Он пожимает плечами и закрывает папку:
– С вами невозможно разговаривать.
Я ласково кладу руку на его запястье:
– Простите меня, Кевин. Я лишь провоцирую вас. Если уж у меня не получается вас возбуждать.
Он отнимает руку, давит несуществующего комара у себя на затылке и возвращается пальцами в мою ладонь.
– Не надо так думать, Натали. С моральной точки зрения вы задали мне непростую задачу.
– Почему?
– Если вы непременно хотите называть вещи своими именами…
Его многоточие и прикованный к колоколу взгляд могут в равной степени означать как состояние эрекции, так и удручающее отсутствие таковой. На всякий случай я благодарю его.
– Не за что. В этом нет сексуального подтекста. Я хочу сказать: не подумайте, что дело в вас, но… меня не влечет к вам в физическом плане.
– Простите меня. Спокойной ночи.
Он удерживает мои пальцы, разводит их и загибает один за другим.
– Вы заблуждаетесь относительно моих намерений.
– Что же, покажите их мне!
В ответ на мою приторную улыбку он с досадой морщится:
– Да нет же, я серьезно… Чем вы меня невообразимо взволновали, так это тем, что я могу показывать вам свои работы, наконец-то могу поговорить о том, что мучает меня последние три года, в неофициальной обстановке. С Венди исключено даже затрагивать эту тему. Она не выносит это мое увлечение, все то время, что я отдаю изображению.
– Она ревнует вас к Деве?
Он вдруг по-мальчишески задорно улыбается, и его подбородок утопает в воротничке рубашки с бабочкой.

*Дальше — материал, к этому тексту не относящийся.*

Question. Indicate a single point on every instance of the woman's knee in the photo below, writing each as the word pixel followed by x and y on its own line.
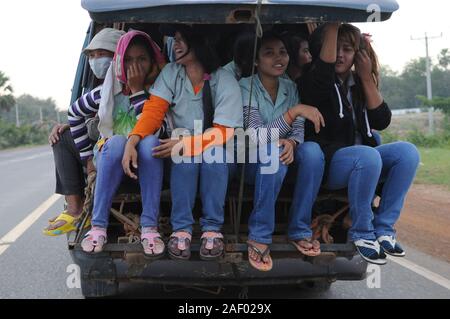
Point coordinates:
pixel 114 147
pixel 310 153
pixel 368 158
pixel 408 153
pixel 145 147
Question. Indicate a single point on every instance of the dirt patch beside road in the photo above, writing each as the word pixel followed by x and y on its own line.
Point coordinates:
pixel 425 220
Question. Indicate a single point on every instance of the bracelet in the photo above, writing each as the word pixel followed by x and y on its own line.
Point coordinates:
pixel 290 116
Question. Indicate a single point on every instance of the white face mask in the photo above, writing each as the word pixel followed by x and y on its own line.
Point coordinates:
pixel 100 66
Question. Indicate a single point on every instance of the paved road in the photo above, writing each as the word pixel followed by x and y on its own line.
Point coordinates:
pixel 34 266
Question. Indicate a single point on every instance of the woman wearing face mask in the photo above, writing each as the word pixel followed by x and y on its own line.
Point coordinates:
pixel 193 89
pixel 352 106
pixel 70 178
pixel 275 105
pixel 136 65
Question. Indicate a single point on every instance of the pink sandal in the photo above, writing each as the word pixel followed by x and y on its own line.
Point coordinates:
pixel 94 240
pixel 180 245
pixel 212 247
pixel 151 240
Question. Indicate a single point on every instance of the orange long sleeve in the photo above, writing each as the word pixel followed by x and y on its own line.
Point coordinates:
pixel 152 117
pixel 196 145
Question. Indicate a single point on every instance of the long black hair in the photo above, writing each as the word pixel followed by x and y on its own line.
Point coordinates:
pixel 294 43
pixel 202 46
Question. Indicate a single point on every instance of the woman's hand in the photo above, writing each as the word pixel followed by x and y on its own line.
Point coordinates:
pixel 135 78
pixel 56 132
pixel 129 159
pixel 287 155
pixel 363 65
pixel 90 167
pixel 310 113
pixel 165 149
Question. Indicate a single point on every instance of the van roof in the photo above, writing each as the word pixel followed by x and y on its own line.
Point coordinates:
pixel 237 11
pixel 114 5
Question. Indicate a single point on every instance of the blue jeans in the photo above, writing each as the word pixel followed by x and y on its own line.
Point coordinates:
pixel 184 180
pixel 307 177
pixel 360 169
pixel 110 174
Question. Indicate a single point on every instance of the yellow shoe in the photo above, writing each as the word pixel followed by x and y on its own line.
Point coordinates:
pixel 70 225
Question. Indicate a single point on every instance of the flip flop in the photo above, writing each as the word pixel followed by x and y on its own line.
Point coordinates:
pixel 211 242
pixel 70 225
pixel 179 246
pixel 149 242
pixel 260 265
pixel 305 251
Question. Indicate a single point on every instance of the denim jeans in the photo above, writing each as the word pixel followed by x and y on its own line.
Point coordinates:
pixel 110 175
pixel 184 182
pixel 360 169
pixel 306 177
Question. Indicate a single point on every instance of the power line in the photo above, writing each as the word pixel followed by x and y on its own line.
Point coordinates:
pixel 429 86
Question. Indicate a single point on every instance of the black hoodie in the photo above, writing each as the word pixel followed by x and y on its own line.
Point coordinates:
pixel 319 87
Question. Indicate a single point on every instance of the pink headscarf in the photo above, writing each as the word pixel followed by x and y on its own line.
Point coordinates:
pixel 122 47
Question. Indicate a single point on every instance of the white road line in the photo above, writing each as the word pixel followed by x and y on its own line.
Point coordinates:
pixel 22 227
pixel 428 274
pixel 25 158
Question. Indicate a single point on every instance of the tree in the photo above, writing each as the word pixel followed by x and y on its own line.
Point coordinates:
pixel 442 103
pixel 7 100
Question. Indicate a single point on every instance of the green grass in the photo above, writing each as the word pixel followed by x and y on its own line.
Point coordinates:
pixel 434 167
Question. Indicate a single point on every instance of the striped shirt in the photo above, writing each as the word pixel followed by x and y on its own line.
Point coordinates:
pixel 270 132
pixel 87 107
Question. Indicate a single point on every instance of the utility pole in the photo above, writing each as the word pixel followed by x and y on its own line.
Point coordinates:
pixel 41 118
pixel 17 116
pixel 429 87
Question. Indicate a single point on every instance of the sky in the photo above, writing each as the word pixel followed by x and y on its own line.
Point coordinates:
pixel 41 41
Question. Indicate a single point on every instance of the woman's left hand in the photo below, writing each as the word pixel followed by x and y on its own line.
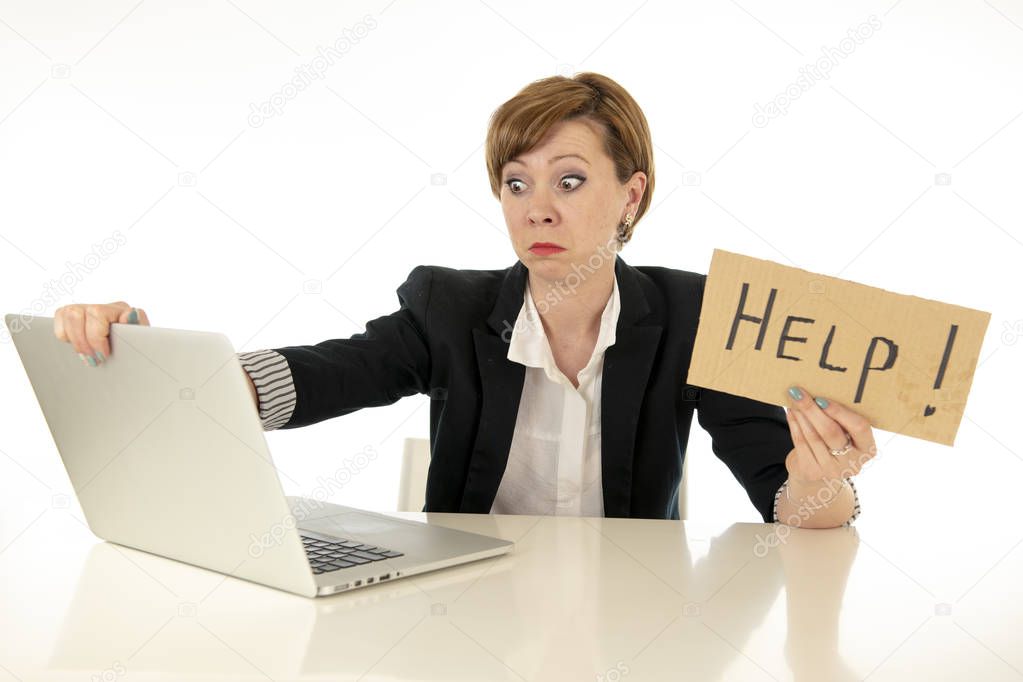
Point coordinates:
pixel 817 430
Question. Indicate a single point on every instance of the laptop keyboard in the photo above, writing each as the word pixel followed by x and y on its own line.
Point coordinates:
pixel 325 556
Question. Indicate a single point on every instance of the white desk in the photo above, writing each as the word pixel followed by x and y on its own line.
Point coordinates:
pixel 578 599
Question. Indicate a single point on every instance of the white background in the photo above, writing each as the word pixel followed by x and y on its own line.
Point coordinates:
pixel 135 118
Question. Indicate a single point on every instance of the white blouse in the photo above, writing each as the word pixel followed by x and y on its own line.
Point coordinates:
pixel 553 464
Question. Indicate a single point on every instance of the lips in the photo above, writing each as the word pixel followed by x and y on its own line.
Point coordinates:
pixel 545 247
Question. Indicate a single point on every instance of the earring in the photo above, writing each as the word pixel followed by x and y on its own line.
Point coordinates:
pixel 623 228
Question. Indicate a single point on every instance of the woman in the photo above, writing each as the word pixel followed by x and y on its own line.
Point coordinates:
pixel 558 383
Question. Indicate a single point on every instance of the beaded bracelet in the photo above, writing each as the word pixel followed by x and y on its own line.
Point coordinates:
pixel 855 501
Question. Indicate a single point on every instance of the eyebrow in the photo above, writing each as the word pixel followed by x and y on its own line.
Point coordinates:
pixel 552 158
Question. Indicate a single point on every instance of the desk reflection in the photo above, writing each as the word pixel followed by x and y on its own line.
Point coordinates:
pixel 577 598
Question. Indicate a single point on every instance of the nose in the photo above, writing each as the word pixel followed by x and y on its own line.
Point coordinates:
pixel 540 210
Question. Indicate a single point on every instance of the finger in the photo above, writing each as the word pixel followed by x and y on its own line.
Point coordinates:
pixel 828 462
pixel 803 465
pixel 74 327
pixel 97 327
pixel 830 430
pixel 853 423
pixel 58 324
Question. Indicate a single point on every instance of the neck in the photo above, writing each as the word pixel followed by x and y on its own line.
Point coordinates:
pixel 573 312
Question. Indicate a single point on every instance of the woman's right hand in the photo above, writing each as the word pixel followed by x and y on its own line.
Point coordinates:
pixel 87 326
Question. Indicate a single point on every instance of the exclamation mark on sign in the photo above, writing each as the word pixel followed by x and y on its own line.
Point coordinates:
pixel 929 410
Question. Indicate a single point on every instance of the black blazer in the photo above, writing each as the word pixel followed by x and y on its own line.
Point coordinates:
pixel 449 339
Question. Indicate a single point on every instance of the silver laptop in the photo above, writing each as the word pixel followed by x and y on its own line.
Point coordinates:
pixel 167 454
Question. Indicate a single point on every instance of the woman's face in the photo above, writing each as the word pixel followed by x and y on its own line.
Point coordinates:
pixel 565 192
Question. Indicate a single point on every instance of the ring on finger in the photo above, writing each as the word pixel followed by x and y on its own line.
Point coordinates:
pixel 844 450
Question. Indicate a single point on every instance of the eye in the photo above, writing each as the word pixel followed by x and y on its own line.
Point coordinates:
pixel 564 183
pixel 568 178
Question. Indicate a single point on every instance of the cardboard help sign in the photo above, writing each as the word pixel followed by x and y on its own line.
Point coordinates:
pixel 904 363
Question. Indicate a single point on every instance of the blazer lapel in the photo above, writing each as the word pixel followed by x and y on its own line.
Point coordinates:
pixel 626 371
pixel 501 381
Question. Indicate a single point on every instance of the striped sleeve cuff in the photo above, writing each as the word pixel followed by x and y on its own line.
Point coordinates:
pixel 274 385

– И заметьте, у нее есть на то все основания. Я повесил в нашей спальне два постера размером один на три. Левый глаз напротив кровати, а правый – между окнами.
– И как вам заниматься любовью в таком оформлении?
– Мы не занимались любовью с тех пор, как родились близнецы.
Я учтиво беру новость на заметку, пока он собирает фотографии и одну за другой убирает их в папку. На углу площади появляется группа молодежи, вышагивающей шеренгой впереди маленького пикапа, на котором укреплен громкоговоритель, обмотанный транспарантом Frente Popular Independente[19]. Следом, в возгласах громкоговорителя, где мне удается понять несколько ключевых слов: libertad, revolution, compañeros[20], тянутся еще десятки демонстрантов, потрясающих агитационными плакатами с портретом хищно улыбающегося кандидата с успокаивающей гримасой.